Your dog may have an ear infection if you notice a strong, strange smell coming from an ear, the dog is in pain if one or both of its ears are touched or moved, if the dog shacks its head more than it normally does or if the dog rubs one or both ears. You may also notice a yellow or dark colored discharge coming from the dog’s ear or ears and the skin on the ear may be bleeding. If you notice your dog has any of these symptoms, it is important to take it to the veterinarian.

At the veterinarian clinic, the veterinarian will use an otoscope to examine the dog’s ear canal and will also take a sample of the discharge, if there is any, and culture it, to determine the cause of the discharge and the infection, which can be a yeast infection, a bacterial infection or a fungus infection. The cause of a dog’s ear infection is usually water in the ear after swimming, a thyroid condition, allergies, parasites, a tumor or even a foreign body. The information gained by the veterinarian will allow the veterinarian to treat the infection or the cause of the pain in the ear.
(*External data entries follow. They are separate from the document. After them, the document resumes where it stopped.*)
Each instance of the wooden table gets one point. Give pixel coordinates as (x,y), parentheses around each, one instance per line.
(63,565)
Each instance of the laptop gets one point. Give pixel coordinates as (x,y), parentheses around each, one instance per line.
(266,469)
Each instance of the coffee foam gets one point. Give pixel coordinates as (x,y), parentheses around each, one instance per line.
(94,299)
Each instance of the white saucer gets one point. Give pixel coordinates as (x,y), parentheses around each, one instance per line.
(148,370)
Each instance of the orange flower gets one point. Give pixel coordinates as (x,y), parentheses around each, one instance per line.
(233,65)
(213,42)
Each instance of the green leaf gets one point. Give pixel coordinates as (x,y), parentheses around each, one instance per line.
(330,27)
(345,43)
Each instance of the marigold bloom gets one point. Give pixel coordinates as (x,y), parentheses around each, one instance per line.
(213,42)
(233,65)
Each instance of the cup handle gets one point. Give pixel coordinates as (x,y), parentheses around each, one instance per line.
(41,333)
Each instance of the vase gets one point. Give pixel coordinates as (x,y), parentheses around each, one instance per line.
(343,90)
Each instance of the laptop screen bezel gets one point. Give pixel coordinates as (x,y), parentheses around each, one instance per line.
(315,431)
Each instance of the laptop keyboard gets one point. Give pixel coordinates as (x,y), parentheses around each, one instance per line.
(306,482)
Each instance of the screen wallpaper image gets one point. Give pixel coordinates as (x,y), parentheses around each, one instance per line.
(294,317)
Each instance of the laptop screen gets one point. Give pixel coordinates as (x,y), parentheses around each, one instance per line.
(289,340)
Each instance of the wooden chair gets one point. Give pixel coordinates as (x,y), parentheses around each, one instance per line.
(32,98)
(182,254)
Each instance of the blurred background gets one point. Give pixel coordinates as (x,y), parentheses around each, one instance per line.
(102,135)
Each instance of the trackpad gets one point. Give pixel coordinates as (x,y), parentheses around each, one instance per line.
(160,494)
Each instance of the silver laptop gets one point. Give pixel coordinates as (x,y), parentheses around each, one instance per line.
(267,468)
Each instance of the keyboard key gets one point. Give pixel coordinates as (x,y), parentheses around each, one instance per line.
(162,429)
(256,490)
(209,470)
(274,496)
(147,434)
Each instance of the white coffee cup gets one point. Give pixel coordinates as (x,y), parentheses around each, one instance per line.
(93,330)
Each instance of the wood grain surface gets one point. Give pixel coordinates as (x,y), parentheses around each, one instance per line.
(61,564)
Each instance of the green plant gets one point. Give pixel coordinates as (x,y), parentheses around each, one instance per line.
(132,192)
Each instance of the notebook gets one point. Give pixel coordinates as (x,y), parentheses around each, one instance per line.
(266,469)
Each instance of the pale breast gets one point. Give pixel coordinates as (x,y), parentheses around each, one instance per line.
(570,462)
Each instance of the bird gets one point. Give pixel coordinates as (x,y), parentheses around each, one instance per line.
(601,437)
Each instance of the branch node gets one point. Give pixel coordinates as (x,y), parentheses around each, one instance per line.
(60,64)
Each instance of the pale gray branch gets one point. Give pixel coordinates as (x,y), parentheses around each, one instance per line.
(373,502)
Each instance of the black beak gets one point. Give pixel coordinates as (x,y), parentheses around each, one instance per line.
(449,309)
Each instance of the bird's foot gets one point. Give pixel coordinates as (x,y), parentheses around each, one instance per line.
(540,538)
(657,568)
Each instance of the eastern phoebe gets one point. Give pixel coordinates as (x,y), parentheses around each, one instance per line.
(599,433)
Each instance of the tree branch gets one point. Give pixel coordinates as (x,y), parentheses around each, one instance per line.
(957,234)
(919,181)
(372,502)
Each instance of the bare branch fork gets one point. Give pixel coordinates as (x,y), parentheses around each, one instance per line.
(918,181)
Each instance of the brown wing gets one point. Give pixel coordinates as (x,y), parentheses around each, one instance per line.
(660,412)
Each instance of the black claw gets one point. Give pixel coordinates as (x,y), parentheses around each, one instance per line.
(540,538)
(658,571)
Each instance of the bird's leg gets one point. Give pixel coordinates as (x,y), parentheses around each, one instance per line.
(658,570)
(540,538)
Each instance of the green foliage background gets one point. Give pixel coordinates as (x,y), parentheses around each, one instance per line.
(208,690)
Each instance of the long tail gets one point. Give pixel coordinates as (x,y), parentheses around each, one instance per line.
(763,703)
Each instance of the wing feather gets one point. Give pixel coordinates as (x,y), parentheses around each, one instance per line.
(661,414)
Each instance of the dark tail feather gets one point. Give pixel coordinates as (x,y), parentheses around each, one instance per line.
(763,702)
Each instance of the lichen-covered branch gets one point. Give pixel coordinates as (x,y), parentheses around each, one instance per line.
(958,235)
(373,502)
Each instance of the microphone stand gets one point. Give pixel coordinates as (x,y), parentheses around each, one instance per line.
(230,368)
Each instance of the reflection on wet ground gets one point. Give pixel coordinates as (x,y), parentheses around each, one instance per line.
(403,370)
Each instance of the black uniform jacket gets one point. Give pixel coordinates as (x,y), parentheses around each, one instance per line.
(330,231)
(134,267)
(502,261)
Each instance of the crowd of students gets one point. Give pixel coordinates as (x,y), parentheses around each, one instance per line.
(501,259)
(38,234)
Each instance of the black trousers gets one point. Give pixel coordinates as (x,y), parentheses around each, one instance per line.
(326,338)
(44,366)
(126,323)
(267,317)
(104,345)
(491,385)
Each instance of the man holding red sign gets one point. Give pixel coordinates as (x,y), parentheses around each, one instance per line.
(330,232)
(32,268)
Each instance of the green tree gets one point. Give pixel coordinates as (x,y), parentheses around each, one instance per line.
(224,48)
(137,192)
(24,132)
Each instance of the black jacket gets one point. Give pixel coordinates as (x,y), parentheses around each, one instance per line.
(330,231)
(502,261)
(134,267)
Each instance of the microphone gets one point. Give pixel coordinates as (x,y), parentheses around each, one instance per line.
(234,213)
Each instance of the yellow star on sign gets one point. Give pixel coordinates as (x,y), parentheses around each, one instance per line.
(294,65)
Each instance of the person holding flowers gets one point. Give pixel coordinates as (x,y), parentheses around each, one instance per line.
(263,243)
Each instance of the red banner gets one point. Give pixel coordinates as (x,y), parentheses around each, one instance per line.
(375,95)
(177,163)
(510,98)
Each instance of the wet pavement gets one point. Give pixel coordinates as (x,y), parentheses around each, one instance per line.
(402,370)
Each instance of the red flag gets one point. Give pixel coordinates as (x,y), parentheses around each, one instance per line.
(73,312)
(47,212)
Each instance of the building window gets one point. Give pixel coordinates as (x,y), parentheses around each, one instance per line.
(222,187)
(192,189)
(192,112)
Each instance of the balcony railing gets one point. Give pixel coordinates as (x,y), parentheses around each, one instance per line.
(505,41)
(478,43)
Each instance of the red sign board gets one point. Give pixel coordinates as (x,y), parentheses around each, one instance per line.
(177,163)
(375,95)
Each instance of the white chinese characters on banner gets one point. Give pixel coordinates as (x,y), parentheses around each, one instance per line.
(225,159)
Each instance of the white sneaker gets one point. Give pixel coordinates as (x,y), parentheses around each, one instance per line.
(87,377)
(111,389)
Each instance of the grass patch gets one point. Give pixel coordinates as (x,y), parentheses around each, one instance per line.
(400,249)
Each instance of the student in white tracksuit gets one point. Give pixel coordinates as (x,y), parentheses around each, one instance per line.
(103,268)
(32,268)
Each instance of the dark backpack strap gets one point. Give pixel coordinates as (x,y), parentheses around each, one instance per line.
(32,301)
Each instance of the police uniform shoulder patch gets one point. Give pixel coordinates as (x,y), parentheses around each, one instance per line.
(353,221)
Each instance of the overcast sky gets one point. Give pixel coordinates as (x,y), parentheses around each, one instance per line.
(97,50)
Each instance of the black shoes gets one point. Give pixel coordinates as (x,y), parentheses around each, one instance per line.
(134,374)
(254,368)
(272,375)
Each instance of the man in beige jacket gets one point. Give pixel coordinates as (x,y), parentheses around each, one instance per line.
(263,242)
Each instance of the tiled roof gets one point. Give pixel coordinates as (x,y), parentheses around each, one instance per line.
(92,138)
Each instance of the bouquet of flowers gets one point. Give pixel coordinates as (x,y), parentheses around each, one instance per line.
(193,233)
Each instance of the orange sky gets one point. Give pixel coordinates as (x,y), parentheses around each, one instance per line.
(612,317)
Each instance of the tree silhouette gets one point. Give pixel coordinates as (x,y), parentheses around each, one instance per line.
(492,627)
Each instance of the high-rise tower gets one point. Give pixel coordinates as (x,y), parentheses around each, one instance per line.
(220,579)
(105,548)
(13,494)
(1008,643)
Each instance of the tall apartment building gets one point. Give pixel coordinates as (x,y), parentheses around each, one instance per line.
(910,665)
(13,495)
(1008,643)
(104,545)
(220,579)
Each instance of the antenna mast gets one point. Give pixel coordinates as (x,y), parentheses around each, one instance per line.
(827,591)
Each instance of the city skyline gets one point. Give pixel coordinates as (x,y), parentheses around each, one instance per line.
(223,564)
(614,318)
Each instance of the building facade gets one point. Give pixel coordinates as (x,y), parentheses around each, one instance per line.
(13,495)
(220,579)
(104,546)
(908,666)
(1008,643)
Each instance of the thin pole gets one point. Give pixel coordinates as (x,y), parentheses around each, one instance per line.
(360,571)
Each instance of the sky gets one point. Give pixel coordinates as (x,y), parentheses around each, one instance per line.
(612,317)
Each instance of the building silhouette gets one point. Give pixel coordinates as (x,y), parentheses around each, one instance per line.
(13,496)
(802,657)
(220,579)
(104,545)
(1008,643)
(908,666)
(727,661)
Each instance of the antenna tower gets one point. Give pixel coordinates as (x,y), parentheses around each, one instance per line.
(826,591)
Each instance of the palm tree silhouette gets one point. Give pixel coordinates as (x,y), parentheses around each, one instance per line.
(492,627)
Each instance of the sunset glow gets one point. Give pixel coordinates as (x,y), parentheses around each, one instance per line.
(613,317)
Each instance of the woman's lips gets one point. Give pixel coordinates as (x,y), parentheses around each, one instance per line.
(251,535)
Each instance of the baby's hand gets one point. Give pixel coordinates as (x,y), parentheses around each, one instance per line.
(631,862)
After a diagnosis by the veterinarian, the treatment will begin. The infected ear will be cleaned twice a day with an ear-cleaning solution. It is important to use an ear-cleaning solution only, not water or peroxide. Hold the flap of the infected ear and pour the ear-cleaning solution into the ear canal, filling it. Use your fingers and carefully massage the ear canal, this will loosen any debris or wax that may be irritating the ear. Use a tissue and clean the inside of the ear, reaching as far into the ear canal as you can reach with the tissue on your finger. Repeat the ear-cleaning task until there is no debris or wax on the tissue after wiping the ear. If the dog is in pain, the veterinarian may have to do the initial ear cleaning with the dog under anesthesia. This may also be done if the problem is a tick or a foreign object that has lodged itself in the ear canal. Depending on the type of infection the veterinarian diagnosed, an antibiotic or anti-yeast agent to be administered into the ear will be prescribed.

With proper diagnosis and treatment, an ear infection in a dog will usually take three to six weeks to cure. With no treatment, the dog is likely to need surgery to correct a broken earflap or surgery to correct a closed ear canal. This infection could even become an internal infection if it were to penetrate the eardrum. As with most infections, treatment is the best option for the dog and consequently the dog owner.

Most ear infections can be prevented with weekly ear cleaning using an ear-cleaning solution, ear cleaning following any swim the dog takes or removing the hair it there is a tremendous amount of it growing in the ear.